Can you separate player of the year from MVP in Wooden race?

Farnham likes Zags' Filip Petrusev as early Wooden favorite (2:45)

Sean Farnham believes Filip Petrusev has a great chance to take home the 2020 John R. Wooden Award, while Dalen Cuff is leaning toward Kansas' Devon Dotson. (2:45)

Another week, another Wooden Watch debate. This week's question centers on whether there is a difference between player of the year and MVP in college basketball this season.

The John R. Wooden Award is "presented annually to the outstanding collegiate basketball Player of the Year," which is an important distinction from "most valuable player." With that in mind, tell us why your current Wooden pick is college basketball's player of the year, and just for fun, tell us who you think the most valuable player is in college basketball this season.

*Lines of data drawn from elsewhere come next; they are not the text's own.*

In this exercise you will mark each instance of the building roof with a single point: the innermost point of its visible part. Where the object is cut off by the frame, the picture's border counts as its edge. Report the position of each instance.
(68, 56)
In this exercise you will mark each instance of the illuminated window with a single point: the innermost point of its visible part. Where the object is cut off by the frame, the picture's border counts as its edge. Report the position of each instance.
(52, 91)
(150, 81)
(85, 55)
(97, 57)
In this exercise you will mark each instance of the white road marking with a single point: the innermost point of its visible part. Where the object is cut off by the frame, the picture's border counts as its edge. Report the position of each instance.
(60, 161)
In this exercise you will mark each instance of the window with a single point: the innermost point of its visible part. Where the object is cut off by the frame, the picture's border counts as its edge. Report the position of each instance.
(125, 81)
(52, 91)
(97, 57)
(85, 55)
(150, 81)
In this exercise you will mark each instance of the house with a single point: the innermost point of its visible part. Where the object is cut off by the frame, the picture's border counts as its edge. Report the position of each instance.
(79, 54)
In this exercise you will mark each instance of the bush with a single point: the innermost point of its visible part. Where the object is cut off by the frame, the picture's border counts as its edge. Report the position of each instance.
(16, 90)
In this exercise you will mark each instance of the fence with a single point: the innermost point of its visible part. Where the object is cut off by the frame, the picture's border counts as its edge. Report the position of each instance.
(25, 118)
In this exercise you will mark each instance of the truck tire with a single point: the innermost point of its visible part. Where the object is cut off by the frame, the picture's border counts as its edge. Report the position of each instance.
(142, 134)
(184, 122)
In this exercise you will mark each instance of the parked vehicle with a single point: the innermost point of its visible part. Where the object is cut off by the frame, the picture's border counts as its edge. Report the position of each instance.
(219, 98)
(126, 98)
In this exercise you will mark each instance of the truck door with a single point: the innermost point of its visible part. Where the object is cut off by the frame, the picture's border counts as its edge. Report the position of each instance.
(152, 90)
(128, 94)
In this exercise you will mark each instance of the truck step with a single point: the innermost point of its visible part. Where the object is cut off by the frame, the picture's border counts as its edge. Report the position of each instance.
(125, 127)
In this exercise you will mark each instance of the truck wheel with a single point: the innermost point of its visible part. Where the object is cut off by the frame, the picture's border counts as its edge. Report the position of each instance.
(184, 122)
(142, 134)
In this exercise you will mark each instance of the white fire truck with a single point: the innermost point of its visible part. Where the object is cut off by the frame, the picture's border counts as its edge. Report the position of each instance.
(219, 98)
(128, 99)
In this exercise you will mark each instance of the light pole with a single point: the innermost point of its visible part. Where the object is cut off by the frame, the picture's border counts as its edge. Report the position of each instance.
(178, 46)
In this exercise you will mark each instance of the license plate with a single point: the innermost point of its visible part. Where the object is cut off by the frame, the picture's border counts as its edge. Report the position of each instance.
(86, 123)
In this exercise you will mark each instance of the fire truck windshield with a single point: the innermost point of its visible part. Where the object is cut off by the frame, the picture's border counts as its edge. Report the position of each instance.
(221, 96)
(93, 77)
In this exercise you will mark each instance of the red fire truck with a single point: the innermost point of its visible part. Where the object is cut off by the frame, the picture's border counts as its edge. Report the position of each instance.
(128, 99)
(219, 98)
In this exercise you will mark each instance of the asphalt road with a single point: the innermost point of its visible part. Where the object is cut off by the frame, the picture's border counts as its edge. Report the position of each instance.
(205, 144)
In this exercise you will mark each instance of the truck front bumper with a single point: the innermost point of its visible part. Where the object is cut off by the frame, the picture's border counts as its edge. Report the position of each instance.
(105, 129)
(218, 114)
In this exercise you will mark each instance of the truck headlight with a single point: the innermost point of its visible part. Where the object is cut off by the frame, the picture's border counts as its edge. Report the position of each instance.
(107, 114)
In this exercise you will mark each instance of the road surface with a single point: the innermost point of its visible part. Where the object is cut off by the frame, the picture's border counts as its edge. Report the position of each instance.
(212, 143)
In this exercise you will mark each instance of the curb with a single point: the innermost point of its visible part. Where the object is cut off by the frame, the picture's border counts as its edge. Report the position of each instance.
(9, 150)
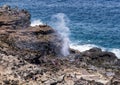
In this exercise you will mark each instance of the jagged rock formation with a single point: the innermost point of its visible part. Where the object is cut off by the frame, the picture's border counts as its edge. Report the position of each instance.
(32, 55)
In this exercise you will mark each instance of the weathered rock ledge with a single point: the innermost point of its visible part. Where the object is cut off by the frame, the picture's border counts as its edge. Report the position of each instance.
(32, 55)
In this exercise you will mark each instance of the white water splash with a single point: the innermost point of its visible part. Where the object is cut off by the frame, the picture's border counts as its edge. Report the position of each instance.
(36, 22)
(59, 23)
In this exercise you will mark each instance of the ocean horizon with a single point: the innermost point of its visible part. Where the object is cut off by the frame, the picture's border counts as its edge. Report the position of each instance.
(84, 24)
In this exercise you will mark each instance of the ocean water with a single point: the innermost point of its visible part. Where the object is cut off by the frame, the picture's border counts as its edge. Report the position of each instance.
(84, 23)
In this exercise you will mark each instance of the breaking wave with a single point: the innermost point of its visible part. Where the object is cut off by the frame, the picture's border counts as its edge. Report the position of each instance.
(59, 23)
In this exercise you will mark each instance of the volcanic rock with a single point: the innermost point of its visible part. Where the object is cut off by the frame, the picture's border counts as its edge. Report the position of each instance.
(32, 56)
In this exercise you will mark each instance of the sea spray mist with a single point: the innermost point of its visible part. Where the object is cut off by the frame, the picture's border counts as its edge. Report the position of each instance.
(59, 23)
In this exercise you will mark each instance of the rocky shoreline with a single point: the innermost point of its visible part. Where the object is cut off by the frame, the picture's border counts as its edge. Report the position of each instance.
(32, 55)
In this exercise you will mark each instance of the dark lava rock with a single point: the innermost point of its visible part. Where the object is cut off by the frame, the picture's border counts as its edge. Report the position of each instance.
(87, 82)
(98, 57)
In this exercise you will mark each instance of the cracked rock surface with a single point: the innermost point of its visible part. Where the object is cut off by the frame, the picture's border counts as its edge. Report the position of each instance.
(32, 56)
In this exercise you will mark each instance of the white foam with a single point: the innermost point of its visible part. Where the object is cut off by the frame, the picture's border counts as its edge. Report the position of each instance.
(116, 51)
(59, 23)
(36, 22)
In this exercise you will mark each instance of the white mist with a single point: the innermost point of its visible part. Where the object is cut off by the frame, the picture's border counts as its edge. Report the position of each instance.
(59, 23)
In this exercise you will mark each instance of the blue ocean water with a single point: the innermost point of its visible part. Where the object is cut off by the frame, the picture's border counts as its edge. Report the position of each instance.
(92, 23)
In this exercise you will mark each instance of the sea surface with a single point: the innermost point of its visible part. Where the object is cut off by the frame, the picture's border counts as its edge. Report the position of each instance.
(84, 23)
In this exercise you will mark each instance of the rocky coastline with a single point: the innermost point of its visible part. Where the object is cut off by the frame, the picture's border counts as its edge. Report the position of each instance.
(32, 56)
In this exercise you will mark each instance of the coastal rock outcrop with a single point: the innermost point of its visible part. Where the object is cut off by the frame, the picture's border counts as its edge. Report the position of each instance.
(32, 55)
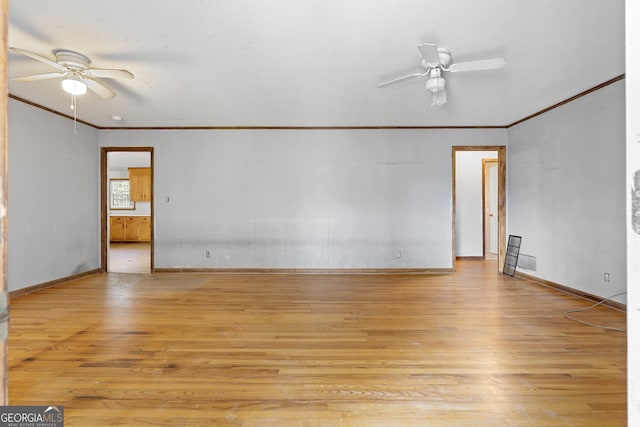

Myron Medcalf, senior college basketball writer: Dating back to the 2001-02 season, every Wooden Award winner has led a team that finished with a top-three record in conference play. Excellent players on excellent teams win this award. That's why I think we have to consider Obi Toppin's candidacy versus Luka Garza's. And I give Toppin the edge right now.

Iowa is still in the top tier of the Big Ten, but upcoming road games against Minnesota, Michigan State and Illinois (along with home contests against Penn State and Purdue) could change that. Meanwhile, Toppin is the king of a Dayton program that could become the first to finish Atlantic 10 play with an undefeated record since 2006. The Flyers have two losses, both overtime losses to top-25 KenPom teams (Kansas, Colorado). Plus, Toppin has made 37% of his 3-point attempts since the start of conference play. And he has made 71% -- SEVENTY-ONE PERCENT -- of his shots inside the arc. I think Garza has a strong case and making him the front-runner makes sense. But I give Toppin the slight edge right now.

MVP? Could be Toppin or Garza. But I'll give you another name: Udoka Azubuike. With the big man on the floor, Kansas has made nearly 60% of its shots inside the arc. Baylor is a great defensive team, but Azubuike and the Jayhawks are currently playing the best defense in America, per KenPom. Azubuike changes that team. And I think he's the most valuable player for one of the best teams in the country.

Jeff Borzello, college basketball insider: I said last week I thought Iowa's Garza was the pick, and I'll stick with that for now -- although I think Kansas' Devon Dotson and a few others have picked up some momentum. But here's why I like Garza: He has been outrageously efficient despite a massive increase in usage on the offensive end; he's an excellent rebounder at both ends of the floor (despite the bizarre one-rebound effort against Purdue); he's a top-10 shot-blocker in the Big Ten; and he draws fouls at a high rate. He also shoots 38% from 3-point range. There aren't many (any?) better offensive big men in the country.

I think it's hard to argue against Toppin being the most valuable player in college basketball. If you take Toppin off Dayton, are the Flyers even a top-third team in the Atlantic 10? Anthony Grant certainly has other talented players with which to surround Toppin, but the do-it-all sophomore makes everything go.

I do think a sneaky pick for most valuable player could be Azubuike. Here's the perfect stat to exemplify that: Since Azubuike arrived on campus in 2016, Kansas has lost 26 games. Fourteen of those losses have come in the 55 games Azubuike has missed through injury; Kansas is 66-12 with Azubuike on the floor, 41-14 without. Over the past two seasons, the difference is even more striking: 28-3 with him, 17-10 without.


Toppin throws down and-1 windmill dunk

Obi Toppin leaks out in transition and finishes with a windmill dunk for Dayton.

John Gasaway, college basketball writer: That's an interesting distinction, one that makes you wonder in retrospect whether Zion Williamson could truly be a national MVP on a team full of lottery picks in addition to being (duh) the nation's outstanding player. But back to the present tense: Surely you can be both. Take, well, my pick for the Wooden Award, Obi Toppin. The MVP piece is the easy part: Dayton, one year after going to the NIT, may earn a No. 2 seed. The offense drives this team, and Toppin is the heart and soul of that offense.

You can also make the case that the sophomore Flyer is indeed the nation's outstanding player. In a season in which Division I as a whole is less accurate on its 2-point shooting than it was just a season ago, Toppin is bucking that trend and connecting 71% of the time on his attempts inside the arc. He's doing so at a higher volume than the even more accurate Azubuike, and Toppin additionally distributes the ball, drains one 3-pointer per game and shoots 72% at the line. From my chair, Toppin is both MVP and MOP.